Sophie came out to Australia from England in the 80s as a twenty-something Registered Nurse on a working visa and immediately decided she wanted to live here. Her first job was in a tiny community called Goodooga in New South Wales, almost on the Queensland border. Coming from the Cotswolds in England she knew rural. This was completely different, but there were horses, one of her loves. Then she moved to Wilcannia to work as a remote area nurse at a hospital with no resident doctor, but with access to the Royal Flying Doctor Service (RFDS) by radio and phone.
There was an incident with a tragic outcome. A young man died. What followed included a series of investigations and inquiries. It was a moment in time that pointed Sophie in the direction her nursing career has taken ever since.

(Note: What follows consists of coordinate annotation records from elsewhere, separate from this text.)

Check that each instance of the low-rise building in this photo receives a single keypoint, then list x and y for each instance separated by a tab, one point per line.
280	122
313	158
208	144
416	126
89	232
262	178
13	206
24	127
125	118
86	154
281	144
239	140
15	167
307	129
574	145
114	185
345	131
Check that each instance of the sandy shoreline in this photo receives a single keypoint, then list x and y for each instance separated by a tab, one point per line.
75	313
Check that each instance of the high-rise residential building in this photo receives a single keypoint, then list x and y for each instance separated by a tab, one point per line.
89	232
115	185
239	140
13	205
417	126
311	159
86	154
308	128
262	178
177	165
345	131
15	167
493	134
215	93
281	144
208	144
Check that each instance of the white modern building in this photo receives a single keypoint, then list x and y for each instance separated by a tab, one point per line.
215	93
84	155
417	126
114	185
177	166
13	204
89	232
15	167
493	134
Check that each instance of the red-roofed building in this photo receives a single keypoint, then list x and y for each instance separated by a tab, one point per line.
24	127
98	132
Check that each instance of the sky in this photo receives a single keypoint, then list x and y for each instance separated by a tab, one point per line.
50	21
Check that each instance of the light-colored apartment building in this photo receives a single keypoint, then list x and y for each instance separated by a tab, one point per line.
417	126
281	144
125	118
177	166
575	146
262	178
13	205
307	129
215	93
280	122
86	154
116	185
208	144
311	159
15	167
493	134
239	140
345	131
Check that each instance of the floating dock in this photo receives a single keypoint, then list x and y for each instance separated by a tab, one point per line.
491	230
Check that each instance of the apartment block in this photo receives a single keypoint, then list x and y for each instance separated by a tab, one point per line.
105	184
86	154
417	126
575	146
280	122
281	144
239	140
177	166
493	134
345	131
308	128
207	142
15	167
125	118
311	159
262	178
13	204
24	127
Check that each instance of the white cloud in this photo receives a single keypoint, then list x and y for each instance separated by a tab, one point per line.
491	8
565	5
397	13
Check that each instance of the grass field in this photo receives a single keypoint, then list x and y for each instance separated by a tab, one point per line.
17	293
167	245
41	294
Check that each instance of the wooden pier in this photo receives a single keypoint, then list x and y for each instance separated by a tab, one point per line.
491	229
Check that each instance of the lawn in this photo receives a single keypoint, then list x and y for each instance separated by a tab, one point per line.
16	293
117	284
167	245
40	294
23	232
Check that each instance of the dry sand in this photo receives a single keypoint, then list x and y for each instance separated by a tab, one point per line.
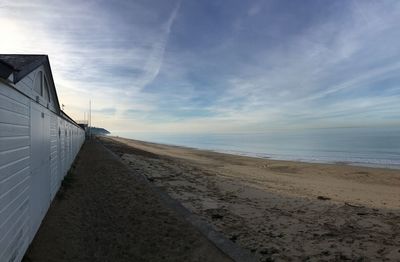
107	213
279	210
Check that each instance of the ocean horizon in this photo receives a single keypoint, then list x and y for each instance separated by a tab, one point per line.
361	146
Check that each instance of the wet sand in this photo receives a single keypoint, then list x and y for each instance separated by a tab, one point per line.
279	210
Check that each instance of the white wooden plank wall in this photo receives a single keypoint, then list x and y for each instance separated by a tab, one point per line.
18	198
14	174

“The case fed into my career and my life,” she says. “I knew I needed to learn from this experience. It told me I needed to be far more aware.” Sophie embarked on some serious studies at Charles Sturt University, achieving a Bachelor of Health Science (Nursing), followed by a Graduate Certificate in University Teaching and Learning, and then a Master of Clinical Nursing, focusing on mental health and drugs and alcohol. She taught at university, developing a mental health course, before returning to remote nursing.
“The case was in all the newspapers and CRANAplus approached me. That’s when I was introduced to the organisation. Sabina Knight was probably the first person to contact me and she was massively supportive. I don’t think I felt like running away, but I did need support – and I got it.
“I have always been prepared to talk about the case. It’s the only way to learn. We need to address cultural safety, issues around drug and alcohol.”
Sophie has worked for the past 11 years for Marathon Health, a non-government organisation, as a mental health nurse. She has run a youth program for disadvantaged youth from 14 upwards in and around Dubbo, a small town of less than 50,000 people. She also works closely with the justice system, with Aboriginal and non-Aboriginal people who have been incarcerated, who are in rehab, or who have mental health or drug and alcohol issues.
“Back in the 90s, the services were very few and far between and it was the general nurse providing the service. There are improved services, like the programs with Marathon Health running now throughout Western NSW. There is the ability to have short-term therapy, to get help with issues around alcohol and trauma.
“I don’t know, though,’ says Sophie, “if we have come that far with incarceration rules, deaths in custody. I don’t know if it has improved. How many of the recommendations have been enforced?”